Splink now contains lots of new out-of-the-box comparisons for dates, names, postcodes etc. The Comparison Template Library (CTL) provides suggested settings for common types of data used in linkage models.

For example, a Comparison for "first_name" can now be written as:

import splink.duckdb.comparison_template_library as ctl

first_name_comparison = ctl.name_comparison("first_name")

Check out these new functions in the CTL Topic Guide and CTL Documentation.

Blocking Rule Libraryยถ

Blocking has, historically, been a point of confusion for users so we have been working behind the scenes to make that easier! The recently launched Blocking Rules Library (BRL) provides a set of functions for defining Blocking Rules (similar to the Comparison Library functions).

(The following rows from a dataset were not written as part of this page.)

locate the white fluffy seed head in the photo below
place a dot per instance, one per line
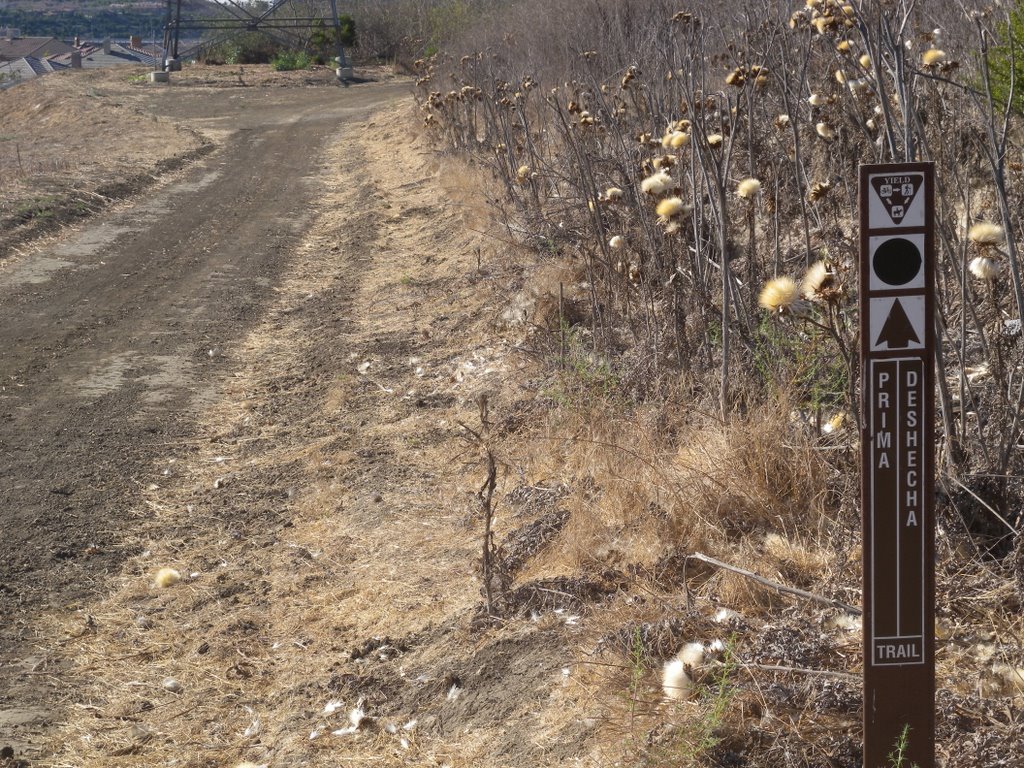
(984, 267)
(986, 233)
(670, 207)
(818, 276)
(749, 188)
(778, 294)
(656, 183)
(691, 654)
(675, 680)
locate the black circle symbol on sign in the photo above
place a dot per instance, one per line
(896, 261)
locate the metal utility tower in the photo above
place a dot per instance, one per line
(243, 16)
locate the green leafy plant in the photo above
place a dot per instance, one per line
(1006, 59)
(291, 60)
(897, 758)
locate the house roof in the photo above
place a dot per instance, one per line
(27, 68)
(94, 58)
(39, 47)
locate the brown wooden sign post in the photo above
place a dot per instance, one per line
(897, 346)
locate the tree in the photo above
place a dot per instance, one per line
(1006, 59)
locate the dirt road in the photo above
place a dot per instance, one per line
(117, 334)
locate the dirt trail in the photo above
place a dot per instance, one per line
(278, 418)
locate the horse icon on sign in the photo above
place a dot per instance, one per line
(896, 195)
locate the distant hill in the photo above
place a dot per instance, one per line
(94, 19)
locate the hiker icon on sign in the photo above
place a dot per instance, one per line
(894, 200)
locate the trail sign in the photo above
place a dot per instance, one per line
(897, 288)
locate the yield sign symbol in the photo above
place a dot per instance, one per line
(897, 331)
(897, 197)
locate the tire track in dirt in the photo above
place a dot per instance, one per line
(114, 340)
(328, 524)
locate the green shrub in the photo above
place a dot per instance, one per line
(1006, 60)
(290, 60)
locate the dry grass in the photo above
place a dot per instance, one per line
(330, 535)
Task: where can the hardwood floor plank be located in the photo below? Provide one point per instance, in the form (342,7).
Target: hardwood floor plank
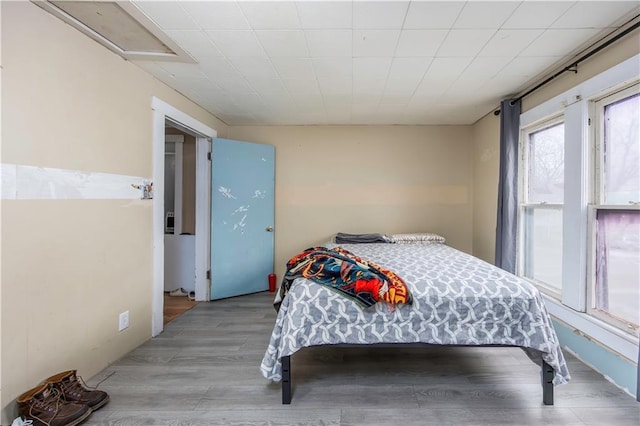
(460,416)
(274,417)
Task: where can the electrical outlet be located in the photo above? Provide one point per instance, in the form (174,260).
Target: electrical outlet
(123,322)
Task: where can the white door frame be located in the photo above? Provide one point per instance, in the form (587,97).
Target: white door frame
(161,112)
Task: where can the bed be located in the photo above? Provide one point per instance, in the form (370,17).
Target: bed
(458,300)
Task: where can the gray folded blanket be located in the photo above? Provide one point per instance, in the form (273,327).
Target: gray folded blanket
(342,238)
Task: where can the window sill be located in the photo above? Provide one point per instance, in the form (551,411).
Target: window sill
(625,344)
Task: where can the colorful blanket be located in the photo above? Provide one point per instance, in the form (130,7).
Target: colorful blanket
(358,279)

For example, a Blocking Rule for "date_of_birth" can now be written as:

import splink.duckdb.blocking_rule_library as brl

brl.exact_match_rule("date_of_birth")

Note: from Splink v3.9.6, exact_match_rule has been superseded by block_on. We advise using this going forward.

Check out these new functions in the BRL Documentation as well as some new Blocking Topic Guides to better explain what Blocking Rules are, how they are used in Splink, and how to choose them.

Keep a look out, as there are more improvements in the pipeline for Blocking in the coming months!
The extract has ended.